Quand utiliser layout plutôt qu’un prompt design classique ?
Utilisez la layout skill quand le problème est structurel plutôt que stylistique. Si le sujet porte sur le rythme des espacements, le regroupement, la hiérarchie ou des motifs de grille répétitifs, layout sera plus précis qu’un prompt UI généraliste. Si votre besoin principal concerne les couleurs, la typographie ou la direction de marque, une autre skill sera sans doute plus adaptée.
Quelles sont les limites de layout for UI Design ?
layout for UI Design est surtout performant pour la critique et l’orientation, pas pour la production visuelle finale. Il peut expliquer comment réorganiser l’espace et l’emphase, mais ne remplace ni un contexte produit complet, ni des tests d’utilisabilité, ni le jugement frontend lié à l’implémentation. Il repose aussi sur /impeccable, ce qui peut rendre la dépendance peu pratique pour les équipes qui veulent un outil de mise en page entièrement autonome.
Dans quels cas est-ce un mauvais choix ?
Évitez layout install si votre besoin principal est la génération de code, des fichiers de production pixel-perfect, ou une exploration visuelle poussée sans contexte préalable. C’est également un mauvais choix si vous ne pouvez pas fournir un écran cible, des contraintes ou des symptômes ; la skill est la plus utile lorsqu’il existe déjà une interface à évaluer.

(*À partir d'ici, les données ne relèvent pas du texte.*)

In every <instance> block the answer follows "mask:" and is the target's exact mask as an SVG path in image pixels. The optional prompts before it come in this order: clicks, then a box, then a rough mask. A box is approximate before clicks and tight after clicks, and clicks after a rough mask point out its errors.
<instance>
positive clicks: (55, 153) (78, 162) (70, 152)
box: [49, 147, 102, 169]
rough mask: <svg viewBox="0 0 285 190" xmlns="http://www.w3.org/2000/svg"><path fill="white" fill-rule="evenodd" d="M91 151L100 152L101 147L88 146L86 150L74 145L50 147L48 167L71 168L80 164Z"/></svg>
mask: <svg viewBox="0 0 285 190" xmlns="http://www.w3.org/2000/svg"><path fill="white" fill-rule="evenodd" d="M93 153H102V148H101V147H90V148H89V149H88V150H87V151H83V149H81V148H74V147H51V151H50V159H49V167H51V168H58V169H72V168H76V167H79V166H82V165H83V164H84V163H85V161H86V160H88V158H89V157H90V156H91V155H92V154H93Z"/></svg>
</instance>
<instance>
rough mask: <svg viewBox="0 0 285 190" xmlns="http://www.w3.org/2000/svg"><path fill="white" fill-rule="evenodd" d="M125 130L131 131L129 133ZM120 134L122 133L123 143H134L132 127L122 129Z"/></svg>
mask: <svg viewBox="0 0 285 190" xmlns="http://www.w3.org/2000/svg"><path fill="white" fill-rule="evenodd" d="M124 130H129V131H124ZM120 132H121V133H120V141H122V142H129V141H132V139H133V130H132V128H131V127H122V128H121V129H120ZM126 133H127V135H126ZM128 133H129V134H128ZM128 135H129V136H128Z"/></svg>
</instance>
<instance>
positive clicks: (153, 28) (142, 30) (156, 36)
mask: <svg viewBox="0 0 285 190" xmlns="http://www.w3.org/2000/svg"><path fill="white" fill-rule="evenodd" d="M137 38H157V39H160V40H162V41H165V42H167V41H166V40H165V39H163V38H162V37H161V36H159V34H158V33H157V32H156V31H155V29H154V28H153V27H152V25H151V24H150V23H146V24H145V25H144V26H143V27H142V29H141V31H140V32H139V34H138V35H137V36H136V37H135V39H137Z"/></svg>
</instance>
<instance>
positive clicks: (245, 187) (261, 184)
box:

Comment améliorer la skill layout
Donnez à la skill de meilleures preuves, pas des demandes plus larges
Le moyen le plus rapide d’améliorer la sortie de layout est de montrer la structure réelle de l’écran. Incluez des captures, l’ordre des sections, les types de composants et les éléments qui doivent dominer visuellement. Précisez si le problème actuel relève d’un écran trop chargé, d’une impression d’uniformité, d’un regroupement faible ou d’une emphase mal répartie. Plus les éléments fournis sont précis, meilleurs seront les conseils sur la hiérarchie et l’espacement.
Demandez un diagnostic avant les recommandations
Un mode d’échec fréquent consiste à passer directement à « corrige ça ». Demandez à la skill d’évaluer :
- la cohérence des espacements
- le regroupement et la séparation
- la hiérarchie au squint test
- la grille sous-jacente ou le rythme structurel
Cela permet de comprendre pourquoi la composition actuelle ne fonctionne pas et rend les recommandations plus crédibles et plus faciles à appliquer.
Encadrez la solution pour obtenir des conseils applicables
Si vous voulez une sortie réellement exploitable, indiquez à la skill layout ce qu’elle n’a pas le droit de changer : nombre de contenus, échelle d’espacement, modèle de breakpoints, tokens du design system, ou réutilisation des composants de type card. Sans contraintes, elle peut proposer des améliorations justes sur le principe, mais difficiles à livrer en pratique.
Itérez sur un seul état d’écran à la fois
Après la première passe, mettez l’écran à jour puis demandez à layout de comparer l’ancienne version à la nouvelle. Exemples de relances utiles :
- « What still feels monotonous? »
- « Where is hierarchy still weak? »
- « Which spacing choices are still too uniform? »
- « What is the single highest-impact layout change left? »
Cette méthode garde l’itération ciblée et aide la skill layout à affiner la composition au lieu de repartir de zéro.